Recent Advances in Chalcogenides for Mid-Temperature Thermoelectric Materials

Amidst escalating concerns over energy sustainability and environmental degradation, thermoelectric (TE) technologies have garnered renewed attention, particularly within the mid-temperature regime (400–800 K), which is relevant to industrial waste heat recovery. This review presents a focused and critical assessment of recent advancements in chalcogenide-based thermoelectric materials, diverging from broader surveys by emphasising compositional innovations, strategic doping methodologies, and synthesis-driven performance enhancements. Through comparative analysis of technically advanced systems, we delineate the structural, morphological, and transport property evolutions that underpin improved thermoelectric efficiency.
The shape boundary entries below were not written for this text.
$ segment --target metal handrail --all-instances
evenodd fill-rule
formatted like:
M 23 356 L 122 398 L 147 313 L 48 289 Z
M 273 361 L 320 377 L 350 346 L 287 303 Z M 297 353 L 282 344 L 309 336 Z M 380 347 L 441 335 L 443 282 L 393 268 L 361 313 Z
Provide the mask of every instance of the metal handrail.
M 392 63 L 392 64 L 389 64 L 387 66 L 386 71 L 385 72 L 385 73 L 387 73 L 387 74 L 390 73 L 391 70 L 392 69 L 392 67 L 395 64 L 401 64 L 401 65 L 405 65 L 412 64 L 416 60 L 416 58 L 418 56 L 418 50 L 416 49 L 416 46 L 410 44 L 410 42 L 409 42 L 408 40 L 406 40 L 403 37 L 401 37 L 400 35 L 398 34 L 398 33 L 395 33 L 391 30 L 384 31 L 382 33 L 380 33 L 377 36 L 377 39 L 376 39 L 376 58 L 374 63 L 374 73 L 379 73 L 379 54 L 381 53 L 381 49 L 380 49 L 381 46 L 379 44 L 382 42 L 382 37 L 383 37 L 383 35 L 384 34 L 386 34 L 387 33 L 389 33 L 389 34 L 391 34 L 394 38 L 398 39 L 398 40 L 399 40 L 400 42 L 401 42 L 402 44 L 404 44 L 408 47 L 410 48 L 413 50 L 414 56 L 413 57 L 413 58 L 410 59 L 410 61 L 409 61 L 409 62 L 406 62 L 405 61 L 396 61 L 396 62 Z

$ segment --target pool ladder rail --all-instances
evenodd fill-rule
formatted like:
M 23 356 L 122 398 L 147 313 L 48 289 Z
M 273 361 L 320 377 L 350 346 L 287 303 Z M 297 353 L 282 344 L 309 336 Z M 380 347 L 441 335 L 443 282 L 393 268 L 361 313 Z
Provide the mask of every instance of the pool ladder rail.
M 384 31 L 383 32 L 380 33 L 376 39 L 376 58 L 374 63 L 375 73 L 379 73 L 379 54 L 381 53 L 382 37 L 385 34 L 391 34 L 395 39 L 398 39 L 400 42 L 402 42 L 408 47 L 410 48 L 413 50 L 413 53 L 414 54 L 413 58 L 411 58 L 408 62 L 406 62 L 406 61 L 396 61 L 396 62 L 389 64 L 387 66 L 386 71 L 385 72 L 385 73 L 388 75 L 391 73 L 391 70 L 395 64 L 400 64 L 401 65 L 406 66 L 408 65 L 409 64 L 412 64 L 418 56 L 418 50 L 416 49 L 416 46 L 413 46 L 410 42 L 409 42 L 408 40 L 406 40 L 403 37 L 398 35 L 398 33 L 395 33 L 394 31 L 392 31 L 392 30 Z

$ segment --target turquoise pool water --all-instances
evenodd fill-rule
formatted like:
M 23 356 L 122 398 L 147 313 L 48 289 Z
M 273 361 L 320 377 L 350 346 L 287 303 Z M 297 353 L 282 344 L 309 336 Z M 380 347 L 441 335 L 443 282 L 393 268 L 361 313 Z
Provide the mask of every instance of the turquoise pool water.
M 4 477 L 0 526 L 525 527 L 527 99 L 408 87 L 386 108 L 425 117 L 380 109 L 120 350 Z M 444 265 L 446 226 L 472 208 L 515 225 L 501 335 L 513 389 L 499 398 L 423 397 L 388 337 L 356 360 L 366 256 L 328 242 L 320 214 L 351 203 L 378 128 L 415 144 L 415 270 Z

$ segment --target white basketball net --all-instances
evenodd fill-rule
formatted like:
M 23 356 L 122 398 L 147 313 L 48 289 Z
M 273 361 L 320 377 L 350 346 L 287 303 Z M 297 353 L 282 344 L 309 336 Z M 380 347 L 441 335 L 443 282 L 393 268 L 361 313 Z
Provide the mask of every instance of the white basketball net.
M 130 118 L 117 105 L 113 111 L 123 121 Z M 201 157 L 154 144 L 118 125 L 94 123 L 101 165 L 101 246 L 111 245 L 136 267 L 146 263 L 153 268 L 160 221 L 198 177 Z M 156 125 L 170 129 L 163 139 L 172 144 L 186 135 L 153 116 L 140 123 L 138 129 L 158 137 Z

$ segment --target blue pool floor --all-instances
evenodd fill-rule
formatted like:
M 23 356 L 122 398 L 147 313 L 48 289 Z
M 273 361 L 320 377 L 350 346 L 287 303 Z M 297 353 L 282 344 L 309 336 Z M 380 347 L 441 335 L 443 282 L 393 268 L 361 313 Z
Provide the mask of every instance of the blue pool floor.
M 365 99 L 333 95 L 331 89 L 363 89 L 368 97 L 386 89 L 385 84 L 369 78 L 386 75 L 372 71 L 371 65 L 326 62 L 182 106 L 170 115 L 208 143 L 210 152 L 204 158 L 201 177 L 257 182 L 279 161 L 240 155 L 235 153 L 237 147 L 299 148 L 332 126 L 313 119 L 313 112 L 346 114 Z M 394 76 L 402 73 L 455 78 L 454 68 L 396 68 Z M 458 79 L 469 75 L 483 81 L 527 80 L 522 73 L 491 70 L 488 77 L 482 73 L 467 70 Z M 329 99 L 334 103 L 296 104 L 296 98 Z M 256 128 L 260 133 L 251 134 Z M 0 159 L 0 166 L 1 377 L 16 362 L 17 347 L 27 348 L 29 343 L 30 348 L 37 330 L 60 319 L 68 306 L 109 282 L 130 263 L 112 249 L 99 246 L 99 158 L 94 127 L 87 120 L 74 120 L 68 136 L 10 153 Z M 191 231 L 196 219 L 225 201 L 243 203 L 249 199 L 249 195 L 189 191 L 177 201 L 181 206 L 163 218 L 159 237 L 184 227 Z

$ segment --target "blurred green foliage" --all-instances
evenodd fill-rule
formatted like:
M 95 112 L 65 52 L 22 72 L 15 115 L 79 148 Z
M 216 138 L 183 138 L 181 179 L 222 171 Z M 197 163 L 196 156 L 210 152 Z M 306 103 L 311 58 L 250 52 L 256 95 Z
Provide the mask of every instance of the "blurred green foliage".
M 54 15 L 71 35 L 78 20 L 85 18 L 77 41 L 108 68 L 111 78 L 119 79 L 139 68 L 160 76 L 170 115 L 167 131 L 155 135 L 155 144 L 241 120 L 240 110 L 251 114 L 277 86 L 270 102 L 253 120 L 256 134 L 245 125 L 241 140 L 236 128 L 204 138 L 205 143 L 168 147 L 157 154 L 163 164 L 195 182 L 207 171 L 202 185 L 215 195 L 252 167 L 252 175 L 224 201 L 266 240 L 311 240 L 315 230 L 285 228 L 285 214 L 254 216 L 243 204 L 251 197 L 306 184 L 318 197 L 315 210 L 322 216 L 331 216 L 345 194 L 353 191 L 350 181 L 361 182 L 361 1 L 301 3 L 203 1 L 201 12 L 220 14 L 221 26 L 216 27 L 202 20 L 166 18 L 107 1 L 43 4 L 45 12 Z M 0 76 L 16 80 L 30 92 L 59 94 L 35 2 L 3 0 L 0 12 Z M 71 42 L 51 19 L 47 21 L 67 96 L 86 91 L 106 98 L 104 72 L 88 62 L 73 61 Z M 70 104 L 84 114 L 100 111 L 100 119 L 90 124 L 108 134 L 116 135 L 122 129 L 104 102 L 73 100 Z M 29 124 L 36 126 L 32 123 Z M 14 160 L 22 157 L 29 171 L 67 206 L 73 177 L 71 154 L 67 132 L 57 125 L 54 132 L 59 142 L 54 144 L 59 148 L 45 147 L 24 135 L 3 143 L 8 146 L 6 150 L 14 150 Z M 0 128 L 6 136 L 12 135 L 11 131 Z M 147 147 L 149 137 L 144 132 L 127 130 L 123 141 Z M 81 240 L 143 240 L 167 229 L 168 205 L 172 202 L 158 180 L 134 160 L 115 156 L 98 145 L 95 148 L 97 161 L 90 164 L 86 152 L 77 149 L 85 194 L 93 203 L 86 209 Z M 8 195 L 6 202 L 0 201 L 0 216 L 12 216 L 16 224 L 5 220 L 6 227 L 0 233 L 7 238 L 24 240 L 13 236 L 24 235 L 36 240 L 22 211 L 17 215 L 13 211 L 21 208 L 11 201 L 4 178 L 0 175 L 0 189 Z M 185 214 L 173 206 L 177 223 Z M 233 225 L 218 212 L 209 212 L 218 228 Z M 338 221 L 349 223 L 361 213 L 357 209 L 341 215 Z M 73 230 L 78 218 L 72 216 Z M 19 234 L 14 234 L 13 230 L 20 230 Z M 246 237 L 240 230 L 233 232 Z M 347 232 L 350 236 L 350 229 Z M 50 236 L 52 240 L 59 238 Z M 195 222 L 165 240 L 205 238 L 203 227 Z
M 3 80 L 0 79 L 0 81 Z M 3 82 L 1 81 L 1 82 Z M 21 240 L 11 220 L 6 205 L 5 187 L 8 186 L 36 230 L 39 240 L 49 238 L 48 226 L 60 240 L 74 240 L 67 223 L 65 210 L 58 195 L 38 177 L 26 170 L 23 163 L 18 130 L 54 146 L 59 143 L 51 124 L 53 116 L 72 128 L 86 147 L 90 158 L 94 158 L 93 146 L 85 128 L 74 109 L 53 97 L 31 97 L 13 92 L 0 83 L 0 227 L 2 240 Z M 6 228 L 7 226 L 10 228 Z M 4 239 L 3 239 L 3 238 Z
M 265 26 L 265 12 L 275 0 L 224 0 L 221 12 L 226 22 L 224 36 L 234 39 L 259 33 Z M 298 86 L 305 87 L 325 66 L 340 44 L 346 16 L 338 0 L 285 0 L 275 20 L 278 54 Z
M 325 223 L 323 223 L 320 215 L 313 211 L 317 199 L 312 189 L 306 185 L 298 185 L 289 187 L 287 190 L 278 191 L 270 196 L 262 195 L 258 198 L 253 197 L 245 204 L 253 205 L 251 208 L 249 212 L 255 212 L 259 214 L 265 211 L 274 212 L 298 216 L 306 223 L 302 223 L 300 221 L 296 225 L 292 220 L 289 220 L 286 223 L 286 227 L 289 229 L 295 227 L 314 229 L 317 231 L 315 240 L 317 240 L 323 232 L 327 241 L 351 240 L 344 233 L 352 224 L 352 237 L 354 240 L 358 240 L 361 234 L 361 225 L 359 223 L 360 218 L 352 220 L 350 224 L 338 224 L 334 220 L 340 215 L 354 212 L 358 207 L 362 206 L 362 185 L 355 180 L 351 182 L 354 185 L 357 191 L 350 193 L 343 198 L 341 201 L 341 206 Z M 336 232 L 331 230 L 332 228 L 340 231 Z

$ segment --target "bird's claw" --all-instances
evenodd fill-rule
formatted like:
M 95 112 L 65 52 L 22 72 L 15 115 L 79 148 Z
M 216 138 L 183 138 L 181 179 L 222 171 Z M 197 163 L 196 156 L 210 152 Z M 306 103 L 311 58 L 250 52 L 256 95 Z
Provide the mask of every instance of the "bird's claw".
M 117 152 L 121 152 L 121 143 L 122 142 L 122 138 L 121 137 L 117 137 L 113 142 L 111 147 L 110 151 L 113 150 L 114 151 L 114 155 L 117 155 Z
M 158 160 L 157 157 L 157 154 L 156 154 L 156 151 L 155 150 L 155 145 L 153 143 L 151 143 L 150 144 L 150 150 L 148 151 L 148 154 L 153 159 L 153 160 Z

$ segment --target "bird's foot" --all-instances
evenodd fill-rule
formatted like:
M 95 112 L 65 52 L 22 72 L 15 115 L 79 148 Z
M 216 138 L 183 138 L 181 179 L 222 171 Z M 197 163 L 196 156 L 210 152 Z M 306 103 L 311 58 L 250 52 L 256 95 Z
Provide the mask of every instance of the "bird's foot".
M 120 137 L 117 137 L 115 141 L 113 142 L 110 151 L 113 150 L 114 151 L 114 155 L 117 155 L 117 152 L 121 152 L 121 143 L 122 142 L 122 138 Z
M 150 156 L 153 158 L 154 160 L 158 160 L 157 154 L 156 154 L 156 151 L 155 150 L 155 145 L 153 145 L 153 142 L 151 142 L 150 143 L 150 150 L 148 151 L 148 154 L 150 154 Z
Special attention is given to the mechanistic roles of defect engineering, carrier concentration modulation, and nanostructuring in optimising the dimensionless figure of merit (ZT). Furthermore, we articulate key design principles that differentiate emerging chalcogenides from conventional TE materials, offering insights into their scalability and integration potential. The review concludes by outlining prospective research trajectories aimed at accelerating the development of high-efficiency, environmentally benign thermoelectric devices, thereby positioning chalcogenide systems as pivotal contributors to next-generation sustainable energy solutions.